Why is it then that the American Church talks like a foolish woman when it comes to failure and the sovereignty of God?

Yes, some failure clearly stems from sin and a lack of faith. We all understand this. Our problem becomes one of ALWAYS applying that standard to every case of failure we encounter. Case in point: what was Job’s sin?

We see our faulty mentality at work in the following Scripture:

As [Jesus] passed by, he saw a man blind from birth. And his disciples asked him, “Rabbi, who sinned, this man or his parents, that he was born blind?” Jesus answered, “It was not that this man sinned, or his parents, but that the works of God might be displayed in him.
—John 9:1-3 ESV

That’s God’s sovereignty at work.

The problem goes beyond merely accepting God’s sovereignty even in the midst of failure. Our response to failure either takes the form of piling on a list of things for the failure to do in order to fight against the sovereignty we supposedly uphold, or we act in another faulty way.

Consider this famous person of faith:

Jesus looked up and saw the rich putting their gifts into the offering box, and he saw a poor widow put in two small copper coins. And he said, “Truly, I tell you, this poor widow has put in more than all of them. For they all contributed out of their abundance, but she out of her poverty put in all she had to live on.”
—Luke 21:1-4 ESV

We tend to comfort ourselves by believing that people who have failed in the world’s eyes will somehow rise up out of their failure so long as they have faith and persevere. Yet I’m not certain it works that way. The poor widow who faithfully gave all she had may have been putting in all she had for a long time. We probably weren’t seeing a one-time event; she faithfully contributed not once, but every time she visited the temple. Faithfulness tends to be a pattern of life, not an isolated incident.

Yet by all standards of Jesus’ day (and ours), that woman was a failure. No husband. No money. Failure. And we’re not given any assurances from the Luke passage that her condition changed immediately after her contribution. (We can only hope that she became a believer and was cared for by the early Church.)

The poor wise man in the Ecclesiastes passage that begins this post fell back into obscurity after rendering his faithful deed. He got his pat on the back and that was it. One day lauded by the city, and the next forgotten by everyone. Success for a moment, but a failure otherwise.

Notice that many of my failure examples so far in this post have dealt with money. In America, success equates to money. Sadly, the American Church has bought this lie. As a result, our standard for spiritual success and maturity automatically means passing the wealth test.

Too accusatory? Well, consider this. Your church is looking for new elders. Which of these two 40-year old men has a better chance of becoming an elder, the self-made man who runs his own company OR the fellow who works the night shift as a convenience store clerk? In the split second (Blink!) you thought about that pair, did class distinction enter into your assessment? Has anything been said about the spiritual maturity of those men? Don’t we assume that one is more spiritually mature simply because he runs a successful business, while the other only makes $8/hr.?

Did Jesus ever think that way? He summons the less esteemed to the head of the table, while one who believes he belongs in the place of honor is sent down. The beggar Lazarus, whose sores were licked by dogs, winds up in heaven, while the rich man suffers in torment. Jesus said nothing about Lazarus’ spiritual maturity, did He? But Lazarus is the one in Abraham’s bosom. Obviously, failure and poverty have nothing to do with one’s eternal destiny and spiritual depth.

Why then do we place such an emphasis on success and pour so much contempt on failure?

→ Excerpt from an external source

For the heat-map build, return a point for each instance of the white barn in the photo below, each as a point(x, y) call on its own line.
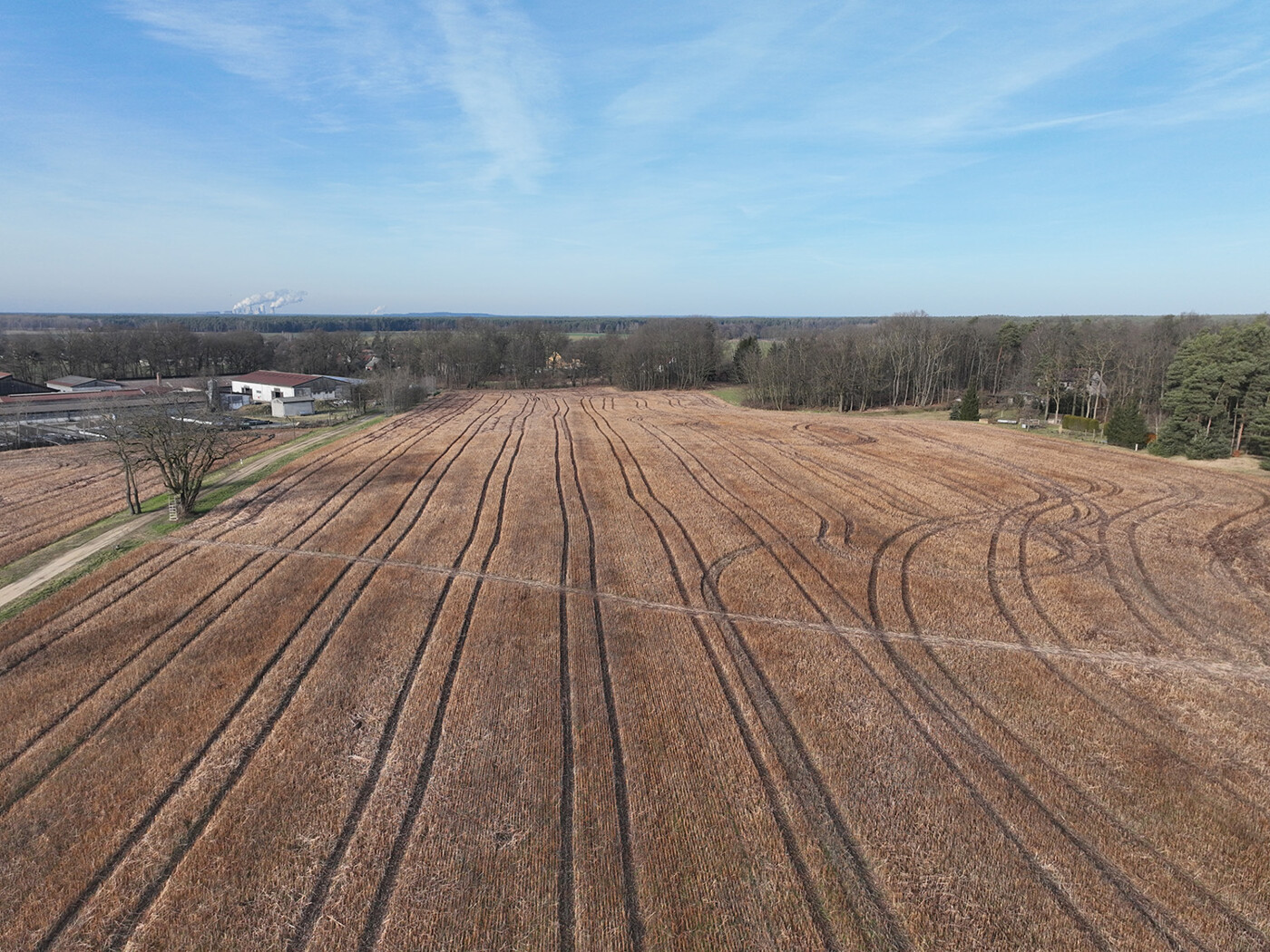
point(263, 386)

We need a Gospel that speaks to failure. I don’t believe that most churches and the Christian people who comprise them deal with failure biblically. Instead, our models for responding to failure are psychobabble self-help tomes, blithering business books, and positive confession self-talk. We talk, talk, talk about grace and sovereignty, but find them in short supply when confronted both with people who did dumb things and failed and the innocent bystanders pumped full of rounds by the world’s drive-by shooting.

So we must ask, What does a truly biblical Gospel that addresses failure look like?

Please leave a comment. I’ll consider what readers say and comment in another post on this topic in the future.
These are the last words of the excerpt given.